In order to read and analyze a single word, or a paragraph words to determine the number of words that contain at least three different vowels (of any case), this is one of the rare times when reading input with scanf (using the '%s' format specifier) actually is a reasonable choice.

Recall the '%s' format specifier will read characters up to the first whitespace. That gives you a simple way to read a word at a time from stdin. To end input, the user simply need to generate an EOF by entering ctrl+d (or ctrl+z on windows). This satisfies your paragraph requirement.

For parsing, you can take advantage of converting each character to lower case to simplify checking for vowels. Using a frequency array of 5 elements provides a simple way to track the number of different vowels found in each word. Then a final test to see if the number of vowels found equals the required number is all you need before incrementing your total word count for words with three different vowels.

A simple implementation would be something similar to:

#include <stdio.h>

enum { NREQD = 3, NVOWEL = 5, MAXC = 128 };    /* declare constants */

int main (void) {

    char word[MAXC] = "";   /* word buffer */
    size_t wordcnt = 0;     /* words with 3 different vowels */

    printf ("enter a word(s) below, [ctrl+d on blank line to end]\n");
    for (;;) {
        int vowels[NVOWEL] = {0},   /* frequency array */
            vowelcnt = 0,           /* vowels per-word */
            rtn;                    /* scanf return */
        if ((rtn = scanf ("%127s", word)) == EOF)   /* chk EOF */
            break;
        for (int i = 0; word[i]; i++) { /* loop over each char */
            if ('A' <= word[i] && word[i] <= 'Z')   /* check upper */
                word[i] ^= 'a' - 'A';   /* convert to lower */
            switch (word[i]) {          /* check if vowel */
                case 'a':   vowels[0] = 1; break;
                case 'e':   vowels[1] = 1; break;
                case 'i':   vowels[2] = 1; break;
                case 'o':   vowels[3] = 1; break;
                case 'u':   vowels[4] = 1; break;
            }
        }
        for (int i = 0; i < NVOWEL; i++)    /* loop over array */
            if (vowels[i])                  /* check index */
                vowelcnt++;                 /* increment vowelcnt */
        if (vowelcnt >= NREQD)  /* do we have at least 3 vowels? */
            wordcnt++;          /* increment wordcnt */
    }

    printf ("\nThere are %zu words with %d different vowels.\n",
            wordcnt, NREQD);
}

Example Use/Output

$ ./bin/vowelcnt
enter a word(s) below, [ctrl+d on blank line to end]
Everyone Understands That The Dictionary Doesn't Track
Words That Contain Vowels Like It Does Etimology.
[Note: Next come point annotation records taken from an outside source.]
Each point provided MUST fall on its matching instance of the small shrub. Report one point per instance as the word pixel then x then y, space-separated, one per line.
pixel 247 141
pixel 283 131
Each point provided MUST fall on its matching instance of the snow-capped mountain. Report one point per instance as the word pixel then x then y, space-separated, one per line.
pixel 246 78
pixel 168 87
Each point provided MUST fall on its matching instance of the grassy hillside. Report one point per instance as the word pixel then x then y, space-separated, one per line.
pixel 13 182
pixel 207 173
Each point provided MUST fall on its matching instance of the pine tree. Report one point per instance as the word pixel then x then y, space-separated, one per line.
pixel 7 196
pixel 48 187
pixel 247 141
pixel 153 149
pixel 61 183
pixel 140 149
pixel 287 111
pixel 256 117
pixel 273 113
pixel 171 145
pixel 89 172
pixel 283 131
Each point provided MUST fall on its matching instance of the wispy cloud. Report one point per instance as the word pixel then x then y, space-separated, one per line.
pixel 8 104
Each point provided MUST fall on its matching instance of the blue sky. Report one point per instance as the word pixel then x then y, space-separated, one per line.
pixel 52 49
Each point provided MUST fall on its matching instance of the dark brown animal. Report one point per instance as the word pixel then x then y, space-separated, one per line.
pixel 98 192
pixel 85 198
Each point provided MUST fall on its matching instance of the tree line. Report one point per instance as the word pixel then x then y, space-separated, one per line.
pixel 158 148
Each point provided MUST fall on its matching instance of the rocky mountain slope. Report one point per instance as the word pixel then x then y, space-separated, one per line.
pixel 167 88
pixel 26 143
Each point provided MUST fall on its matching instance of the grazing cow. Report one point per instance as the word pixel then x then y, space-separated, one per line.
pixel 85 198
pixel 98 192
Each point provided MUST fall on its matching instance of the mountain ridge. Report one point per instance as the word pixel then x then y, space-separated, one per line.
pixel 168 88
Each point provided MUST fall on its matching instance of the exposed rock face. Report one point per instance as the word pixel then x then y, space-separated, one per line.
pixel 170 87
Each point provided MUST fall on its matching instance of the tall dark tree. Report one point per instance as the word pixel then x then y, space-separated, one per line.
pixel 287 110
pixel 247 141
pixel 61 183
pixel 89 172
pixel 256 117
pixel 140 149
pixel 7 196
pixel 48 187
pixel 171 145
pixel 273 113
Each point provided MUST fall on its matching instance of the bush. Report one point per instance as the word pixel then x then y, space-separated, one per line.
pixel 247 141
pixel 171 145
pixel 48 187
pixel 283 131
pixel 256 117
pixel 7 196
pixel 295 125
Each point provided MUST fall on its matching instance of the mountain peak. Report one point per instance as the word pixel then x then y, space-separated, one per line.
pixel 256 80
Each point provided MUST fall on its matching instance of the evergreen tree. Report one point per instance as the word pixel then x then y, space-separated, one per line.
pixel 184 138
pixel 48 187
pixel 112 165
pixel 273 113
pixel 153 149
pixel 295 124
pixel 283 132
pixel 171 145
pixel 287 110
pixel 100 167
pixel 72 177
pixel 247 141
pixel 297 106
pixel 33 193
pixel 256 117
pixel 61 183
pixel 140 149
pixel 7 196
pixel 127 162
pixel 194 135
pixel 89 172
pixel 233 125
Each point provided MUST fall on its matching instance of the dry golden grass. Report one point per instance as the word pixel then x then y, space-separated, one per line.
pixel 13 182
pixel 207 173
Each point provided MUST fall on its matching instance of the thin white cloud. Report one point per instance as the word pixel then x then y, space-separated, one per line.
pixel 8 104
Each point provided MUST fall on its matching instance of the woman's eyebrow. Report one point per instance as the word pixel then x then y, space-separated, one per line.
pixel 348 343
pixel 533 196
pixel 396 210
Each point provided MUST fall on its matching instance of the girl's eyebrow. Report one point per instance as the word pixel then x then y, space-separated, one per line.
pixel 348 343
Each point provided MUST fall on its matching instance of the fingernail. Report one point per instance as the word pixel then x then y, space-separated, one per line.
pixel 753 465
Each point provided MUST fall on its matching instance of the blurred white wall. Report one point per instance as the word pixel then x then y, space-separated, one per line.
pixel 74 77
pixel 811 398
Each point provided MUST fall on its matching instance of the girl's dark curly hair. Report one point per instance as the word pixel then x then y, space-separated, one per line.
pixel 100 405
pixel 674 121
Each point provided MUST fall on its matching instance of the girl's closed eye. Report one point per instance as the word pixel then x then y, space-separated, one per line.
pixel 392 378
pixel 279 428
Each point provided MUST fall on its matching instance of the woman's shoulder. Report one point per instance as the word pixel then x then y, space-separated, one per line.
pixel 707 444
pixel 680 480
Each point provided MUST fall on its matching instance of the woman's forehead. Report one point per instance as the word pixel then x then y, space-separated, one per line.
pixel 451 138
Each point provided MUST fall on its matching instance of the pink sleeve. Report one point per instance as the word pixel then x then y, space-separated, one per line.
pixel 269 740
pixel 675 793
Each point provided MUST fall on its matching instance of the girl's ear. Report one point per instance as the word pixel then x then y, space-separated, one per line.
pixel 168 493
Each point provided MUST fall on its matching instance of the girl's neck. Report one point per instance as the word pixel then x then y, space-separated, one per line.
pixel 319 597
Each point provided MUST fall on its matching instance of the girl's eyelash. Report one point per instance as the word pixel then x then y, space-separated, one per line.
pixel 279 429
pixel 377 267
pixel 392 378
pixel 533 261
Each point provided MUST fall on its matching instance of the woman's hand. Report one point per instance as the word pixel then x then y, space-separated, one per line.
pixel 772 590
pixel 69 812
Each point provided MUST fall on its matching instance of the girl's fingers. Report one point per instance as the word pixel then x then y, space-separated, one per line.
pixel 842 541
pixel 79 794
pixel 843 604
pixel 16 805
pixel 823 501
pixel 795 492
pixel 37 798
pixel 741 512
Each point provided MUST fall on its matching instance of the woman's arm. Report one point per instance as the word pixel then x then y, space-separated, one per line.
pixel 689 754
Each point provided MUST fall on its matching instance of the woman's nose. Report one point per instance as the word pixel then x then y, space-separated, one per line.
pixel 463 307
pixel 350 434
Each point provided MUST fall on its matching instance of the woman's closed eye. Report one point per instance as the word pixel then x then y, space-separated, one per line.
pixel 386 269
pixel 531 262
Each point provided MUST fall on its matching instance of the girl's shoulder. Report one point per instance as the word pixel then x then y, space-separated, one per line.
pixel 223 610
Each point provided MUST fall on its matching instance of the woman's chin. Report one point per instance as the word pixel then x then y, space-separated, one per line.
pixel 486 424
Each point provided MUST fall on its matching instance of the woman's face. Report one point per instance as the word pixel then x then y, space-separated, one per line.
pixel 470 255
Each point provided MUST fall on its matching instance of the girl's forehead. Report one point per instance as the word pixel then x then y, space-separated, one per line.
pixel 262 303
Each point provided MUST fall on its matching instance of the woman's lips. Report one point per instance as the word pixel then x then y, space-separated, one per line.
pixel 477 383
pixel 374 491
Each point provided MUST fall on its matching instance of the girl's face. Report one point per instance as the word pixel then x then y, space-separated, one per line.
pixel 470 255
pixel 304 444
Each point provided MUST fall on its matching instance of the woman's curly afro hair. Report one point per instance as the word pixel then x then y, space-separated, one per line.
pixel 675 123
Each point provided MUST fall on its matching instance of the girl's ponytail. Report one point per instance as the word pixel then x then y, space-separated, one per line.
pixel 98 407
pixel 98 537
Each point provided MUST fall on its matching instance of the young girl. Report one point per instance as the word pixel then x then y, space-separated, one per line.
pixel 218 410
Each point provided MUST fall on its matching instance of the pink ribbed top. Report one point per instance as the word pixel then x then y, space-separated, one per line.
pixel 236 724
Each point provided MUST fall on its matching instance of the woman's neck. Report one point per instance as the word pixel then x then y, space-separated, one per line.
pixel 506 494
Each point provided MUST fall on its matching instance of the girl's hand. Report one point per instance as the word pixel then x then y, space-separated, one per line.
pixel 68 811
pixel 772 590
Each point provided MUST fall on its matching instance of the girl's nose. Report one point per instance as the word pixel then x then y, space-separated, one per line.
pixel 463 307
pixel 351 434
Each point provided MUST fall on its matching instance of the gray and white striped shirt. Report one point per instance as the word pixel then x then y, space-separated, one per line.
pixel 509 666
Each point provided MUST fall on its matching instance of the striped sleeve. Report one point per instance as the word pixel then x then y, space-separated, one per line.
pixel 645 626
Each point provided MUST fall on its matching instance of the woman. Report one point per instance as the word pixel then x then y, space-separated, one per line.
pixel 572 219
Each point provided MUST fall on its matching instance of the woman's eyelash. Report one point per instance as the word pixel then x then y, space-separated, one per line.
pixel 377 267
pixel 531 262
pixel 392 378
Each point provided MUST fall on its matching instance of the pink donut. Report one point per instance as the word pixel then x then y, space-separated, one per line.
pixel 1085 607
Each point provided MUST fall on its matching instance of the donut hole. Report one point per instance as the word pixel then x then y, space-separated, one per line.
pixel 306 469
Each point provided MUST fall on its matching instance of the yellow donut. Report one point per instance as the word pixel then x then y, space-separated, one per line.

There are 4 words with 3 different vowels.

Look things over and let me know if you have further questions.

Answer 2

You can use fgets to read a whole line. I don't know how you define a paragraph though, do you mean just a long text or a collection of lines? You can copy & paste multiple lines in the console and if you loop using fgets, then you get all the lines. But allowing the user to enter multiple lines at once, it's more tricky, because you should know how many lines the user will input. That's why I'd say focus on reading the text line by line.

Your solution reads characters by characters and you are ignoring non-vowels. That's OK, but you are not detecting words like you should do. The for loop makes no sense, because in the first iteration you enter in a while loop that is only going to leave when there are no more characters to read from stdin. So the next iteration of the for loop will not enter the while loop and you won't be reading anything any more.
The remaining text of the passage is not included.